The LSCP Critical Incident Group is a sub group of the LSCP and is responsible for establishing the need for a Serious Case Review, overseeing the review process and for ensuring that recommendations are implemented as required by statutory guidance within Chapter 4 Working Together to Safeguard Children July 2018
Membership of the Critical Incident Group (CIG) is made up of representatives of the Liverpool Safeguarding Children Partnership.
When a child dies, and abuse or neglect are known or suspected to be a factor in the death, the LSCP CIG Group consider immediately whether there are other children at risk of harm who require safeguarding (For example siblings, other children in an institution where abuse is alleged).
Thereafter, the LSCP review process consider whether there are any lessons to be learned about the ways in which they work together to safeguard and promote the welfare of children.
Consequently, when a child dies in such circumstances, the LSCP always conducts a serious case review into the involvement with the child and family of organisations and professionals.
Additionally, the LSCP always considers whether a serious case review should be conducted:
- where a child sustains a potentially life-threatening injury or serious and
- permanent impairment of health and development through abuse or neglect, or
- has been subjected to particularly serious sexual abuse, or
- their parent has been murdered and a homicide review is being initiated, or
- the child has been killed by a parent with a mental illness, or
- the case gives rise to concerns about inter-agency working to protect children from harm.
The purpose of serious case reviews is to:
- establish whether there are lessons to be learned from the case about the way in which local professionals and organisations work together to safeguard and promote the welfare of children;
- identify clearly what those lessons are, how they will be acted upon, and what is expected to change as a result;
- and as a consequence, to improve inter-agency working and better safeguard and promote the welfare of children.
Reviews are not inquiries into how a child died or who is culpable; that is a matter for Coroners and Criminal Courts respectively to determine, as appropriate.
Publication of Reports
Working Together 2018 details the requirements of Local Safeguarding Children Partnership Boards to publish serious case reviews as follows;
‘All reviews of cases meeting the SCR criteria should result in a report which is published and readily accessible on the LSCP’s website for a minimum of 12 months.
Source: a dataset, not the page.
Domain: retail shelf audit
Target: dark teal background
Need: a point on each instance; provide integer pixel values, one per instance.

Thereafter, the report should be made available on request. This is important to support national sharing of lessons learnt and good practice in writing and publishing SCRs.’
Response to Serious Case Reviews
Working Together 2018 details the requirements of Local Safeguarding Children Partnership Boards to publish information about actions which have been taken in response to the findings of serious case reviews as follows;
‘LSCPs should publish, either as part of the SCR report or in a separate document, information about: actions which have already been taken in response to the review findings; the impact these actions have had on improving services; and what more will be done.